What is the GDPR?

The General Data Protection Regulation (GDPR) is a European Union law implemented on May 25, 2018, requiring organizations to safeguard personal data and uphold the privacy rights of anyone in the EU territory. The regulation includes seven principles of data protection that must be implemented and eight privacy rights that must be facilitated. It also empowers member state-level data protection authorities to enforce the GDPR with sanctions and fines. The GDPR replaced the 1995 Data Protection Directive, which created a country-by-country patchwork of data protection laws. Passed in European Parliament by overwhelming majority, GDPR unifies the EU under a single data protection authority. GDPR is applicable to ALL EU companies, regardless of private, for-profit, non-profit status.

Who must comply with the GDPR?

Any organization that ‘processes’ the personal data of individuals in the EU must comply with the GDPR, even if the organization is not physically located in the EU. Organizations operating within North America (Canada, Mexico, United States), South America, China, Asia-Pacific and more, that process personal data of data subjects within the EU, are all subject to GDPR compliance.

‘Processes/processing’ covers 99.9% aspects related to digital data: analysis, collection, storage, transmission and more.
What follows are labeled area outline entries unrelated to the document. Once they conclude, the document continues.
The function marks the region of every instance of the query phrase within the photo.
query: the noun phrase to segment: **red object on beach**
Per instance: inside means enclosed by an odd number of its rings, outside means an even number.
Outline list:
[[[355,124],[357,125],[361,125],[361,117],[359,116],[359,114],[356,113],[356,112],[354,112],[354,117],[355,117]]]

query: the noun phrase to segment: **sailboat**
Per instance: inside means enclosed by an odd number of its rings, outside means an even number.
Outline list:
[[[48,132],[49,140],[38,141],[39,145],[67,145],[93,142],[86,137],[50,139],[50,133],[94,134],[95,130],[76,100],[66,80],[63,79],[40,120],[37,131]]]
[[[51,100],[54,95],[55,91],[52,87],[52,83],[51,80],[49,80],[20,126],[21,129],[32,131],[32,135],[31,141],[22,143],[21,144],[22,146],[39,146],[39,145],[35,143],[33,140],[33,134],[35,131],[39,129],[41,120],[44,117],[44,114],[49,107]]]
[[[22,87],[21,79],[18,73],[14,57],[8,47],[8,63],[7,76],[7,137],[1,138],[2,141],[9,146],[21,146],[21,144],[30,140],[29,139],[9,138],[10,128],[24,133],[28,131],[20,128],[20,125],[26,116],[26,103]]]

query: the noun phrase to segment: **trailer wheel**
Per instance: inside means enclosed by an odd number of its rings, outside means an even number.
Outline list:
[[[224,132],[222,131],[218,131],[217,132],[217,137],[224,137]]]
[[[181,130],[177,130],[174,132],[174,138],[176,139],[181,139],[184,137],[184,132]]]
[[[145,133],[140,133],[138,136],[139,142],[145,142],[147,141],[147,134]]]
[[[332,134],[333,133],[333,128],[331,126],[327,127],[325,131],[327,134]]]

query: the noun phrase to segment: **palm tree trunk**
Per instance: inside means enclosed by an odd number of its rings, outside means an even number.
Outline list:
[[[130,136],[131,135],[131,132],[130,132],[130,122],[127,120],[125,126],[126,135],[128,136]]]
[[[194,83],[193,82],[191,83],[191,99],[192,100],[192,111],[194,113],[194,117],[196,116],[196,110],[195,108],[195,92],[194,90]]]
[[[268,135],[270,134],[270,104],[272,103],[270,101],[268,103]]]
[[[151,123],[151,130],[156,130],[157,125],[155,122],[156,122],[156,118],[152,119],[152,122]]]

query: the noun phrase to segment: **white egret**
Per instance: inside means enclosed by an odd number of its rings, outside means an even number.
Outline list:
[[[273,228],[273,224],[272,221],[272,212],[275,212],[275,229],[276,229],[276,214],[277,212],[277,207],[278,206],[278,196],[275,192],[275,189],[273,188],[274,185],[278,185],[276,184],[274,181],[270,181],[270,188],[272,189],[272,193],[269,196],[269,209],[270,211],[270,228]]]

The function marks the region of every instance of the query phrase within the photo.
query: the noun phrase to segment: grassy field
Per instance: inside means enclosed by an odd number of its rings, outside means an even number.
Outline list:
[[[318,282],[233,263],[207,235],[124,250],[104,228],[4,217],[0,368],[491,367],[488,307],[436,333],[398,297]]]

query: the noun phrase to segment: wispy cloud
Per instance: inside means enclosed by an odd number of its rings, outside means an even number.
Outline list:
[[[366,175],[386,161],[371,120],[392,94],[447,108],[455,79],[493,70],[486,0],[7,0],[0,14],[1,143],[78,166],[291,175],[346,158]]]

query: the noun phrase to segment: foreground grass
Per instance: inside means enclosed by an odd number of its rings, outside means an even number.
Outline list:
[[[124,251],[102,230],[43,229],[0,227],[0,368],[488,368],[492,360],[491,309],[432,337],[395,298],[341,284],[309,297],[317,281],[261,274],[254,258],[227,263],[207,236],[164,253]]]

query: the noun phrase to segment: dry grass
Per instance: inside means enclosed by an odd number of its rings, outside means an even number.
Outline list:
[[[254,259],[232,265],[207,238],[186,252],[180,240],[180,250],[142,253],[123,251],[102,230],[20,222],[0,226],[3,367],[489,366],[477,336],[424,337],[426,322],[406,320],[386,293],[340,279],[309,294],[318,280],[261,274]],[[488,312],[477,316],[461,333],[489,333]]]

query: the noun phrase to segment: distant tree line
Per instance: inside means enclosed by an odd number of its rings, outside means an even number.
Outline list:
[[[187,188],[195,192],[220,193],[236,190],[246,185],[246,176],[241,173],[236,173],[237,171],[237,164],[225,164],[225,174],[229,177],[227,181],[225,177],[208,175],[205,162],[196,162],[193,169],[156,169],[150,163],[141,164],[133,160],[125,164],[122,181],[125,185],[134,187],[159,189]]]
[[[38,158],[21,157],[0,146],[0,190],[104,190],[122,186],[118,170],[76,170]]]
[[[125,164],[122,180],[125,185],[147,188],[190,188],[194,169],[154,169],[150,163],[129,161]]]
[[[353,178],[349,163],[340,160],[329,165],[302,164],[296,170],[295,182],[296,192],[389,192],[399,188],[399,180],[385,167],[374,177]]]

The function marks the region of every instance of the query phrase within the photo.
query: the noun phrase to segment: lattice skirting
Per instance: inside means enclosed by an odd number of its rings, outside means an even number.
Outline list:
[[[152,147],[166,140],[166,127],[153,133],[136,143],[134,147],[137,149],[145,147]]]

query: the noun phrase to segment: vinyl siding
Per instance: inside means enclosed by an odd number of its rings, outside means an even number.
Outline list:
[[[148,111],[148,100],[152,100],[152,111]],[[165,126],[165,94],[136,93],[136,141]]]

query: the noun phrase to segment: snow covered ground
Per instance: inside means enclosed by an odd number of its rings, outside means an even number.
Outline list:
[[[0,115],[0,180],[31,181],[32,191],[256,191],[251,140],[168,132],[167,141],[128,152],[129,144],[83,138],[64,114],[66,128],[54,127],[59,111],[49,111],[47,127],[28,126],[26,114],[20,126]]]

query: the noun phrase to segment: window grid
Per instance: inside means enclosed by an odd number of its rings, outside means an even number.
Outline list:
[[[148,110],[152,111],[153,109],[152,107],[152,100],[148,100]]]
‘Personal data’ is considered any information directly associated to the individual, such as address, email, gender, IP addresses, name(s), political affiliation, telephone, etc. Even if an organization is not connected to the EU itself but processes the personal data of people doing business or residing in the EU, must be compliant.

What are the GDPR fines?

The GDPR enables data protection authorities in each EU country to issue sanctions and fines to organizations found in violation, with a maximum per violation (with no defined limitations on maximum # of violations per company/year) penalty is €20 million or 4% of global revenue, whichever is higher. GDPR data protection authorities also can issue additional sanctions above and beyond just a fine (data processing limitations, public reprimand, etc.).

How do I comply with the GDPR?

Organizations can become GDPR-compliant by implementing technical and operational safeguards to protect personal data they control. Conduct an initial GDPR assessment to determine what personal data is being managed by location and overall data security. You must also adhere to the GDPR privacy principles outlined including, but not limited to, obtaining consent and ensuring data portability. You may also be required to appoint a Data Protection Officer and update your privacy policy notices, along with other organizational data privacy measures.

What is a Data Protection Officer?

A Data Protection Officer (DPO) is an individual within the organization who is responsible for understanding the GDPR and ensuring organizational compliance. The DPO is the main point of contact for the EU data protection authority and will have both legal and technical knowledge for procedural compliance application within the organization. An organizational DPO is a required resource for GDPR compliance.

Does the GDPR require encryption?

The GDPR requires organizations to implement organizational technical measures that ensure personal data security that may include data encryption options, including digital (email) correspondence.